Simon Willison Releases Guide on Agentic Engineering Patterns for AI Coding Tools
Key Takeaways
- ▸Simon Willison has released a comprehensive guide on engineering patterns for working with AI coding agents like Claude Code and OpenAI Codex
- ▸The framework emphasizes that code generation is now "cheap" and focuses on quality control, testing, and knowledge management strategies
- ▸Key patterns include TDD approaches, linear code walkthroughs for understanding AI-generated code, and methods for capturing reusable development knowledge
Summary
Developer and AI researcher Simon Willison has published a new guide titled "Agentic Engineering Patterns" on his blog, offering practical patterns and principles for working effectively with AI coding agents like Claude Code and OpenAI Codex. The guide addresses the evolving landscape of software development where AI agents are increasingly capable of generating code autonomously.
The framework covers several key principles including the recognition that "writing code is cheap now" in the age of AI assistance, strategies for hoarding reusable knowledge, testing methodologies adapted for AI-generated code, and techniques for understanding agent-produced code through linear walkthroughs.

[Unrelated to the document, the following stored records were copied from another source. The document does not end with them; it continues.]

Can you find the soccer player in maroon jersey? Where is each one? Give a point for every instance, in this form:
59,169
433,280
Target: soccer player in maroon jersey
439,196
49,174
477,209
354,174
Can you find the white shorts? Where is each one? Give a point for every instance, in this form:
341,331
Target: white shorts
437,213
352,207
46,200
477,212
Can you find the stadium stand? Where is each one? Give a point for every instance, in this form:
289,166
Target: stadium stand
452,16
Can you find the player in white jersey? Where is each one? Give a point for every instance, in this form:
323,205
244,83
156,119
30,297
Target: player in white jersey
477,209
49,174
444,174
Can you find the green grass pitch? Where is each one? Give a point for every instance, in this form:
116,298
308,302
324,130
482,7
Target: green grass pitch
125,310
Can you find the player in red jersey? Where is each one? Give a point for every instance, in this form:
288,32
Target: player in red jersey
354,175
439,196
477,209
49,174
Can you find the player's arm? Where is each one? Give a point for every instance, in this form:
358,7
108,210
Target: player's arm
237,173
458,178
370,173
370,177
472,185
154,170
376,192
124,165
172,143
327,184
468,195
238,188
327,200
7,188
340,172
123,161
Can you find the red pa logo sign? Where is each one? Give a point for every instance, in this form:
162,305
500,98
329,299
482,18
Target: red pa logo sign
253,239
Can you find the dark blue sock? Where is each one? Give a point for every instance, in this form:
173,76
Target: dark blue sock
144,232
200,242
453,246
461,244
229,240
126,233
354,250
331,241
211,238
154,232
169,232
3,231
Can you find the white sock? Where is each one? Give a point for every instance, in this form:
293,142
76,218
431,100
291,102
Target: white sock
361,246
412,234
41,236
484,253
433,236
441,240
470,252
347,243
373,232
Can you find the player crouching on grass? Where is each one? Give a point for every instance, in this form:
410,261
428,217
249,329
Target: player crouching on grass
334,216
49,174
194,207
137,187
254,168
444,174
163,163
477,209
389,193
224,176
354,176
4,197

The guide emphasizes Test-Driven Development (TDD) approaches with red/green testing cycles as a quality assurance mechanism for agentic workflows.
Willison's guide represents a response to the growing need for engineering best practices as AI coding assistants become more sophisticated and widely adopted. Rather than treating AI agents as simple autocomplete tools, the patterns encourage developers to think about orchestration, specification, and quality control in new ways. The work builds on Willison's extensive experience documenting AI developments and practical applications.

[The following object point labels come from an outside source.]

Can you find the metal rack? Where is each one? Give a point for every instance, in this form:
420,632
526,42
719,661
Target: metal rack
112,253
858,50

The guide is part of a larger project exploring how software engineering practices must adapt to the capabilities of modern AI coding agents, with Willison promising additional content in future updates.
- The guide addresses the need for new software engineering practices as AI agents become more capable of autonomous code generation
Editorial Opinion
Willison's guide arrives at a crucial moment when the software industry is grappling with how to integrate AI coding agents into established workflows. While much attention has focused on the raw capabilities of these tools, the harder question has always been how to use them effectively and safely in production environments. By formalizing patterns around testing, comprehension, and knowledge retention, this work provides a practical foundation that moves beyond the hype cycle into operational reality—exactly the kind of systematic thinking the field needs as these tools mature.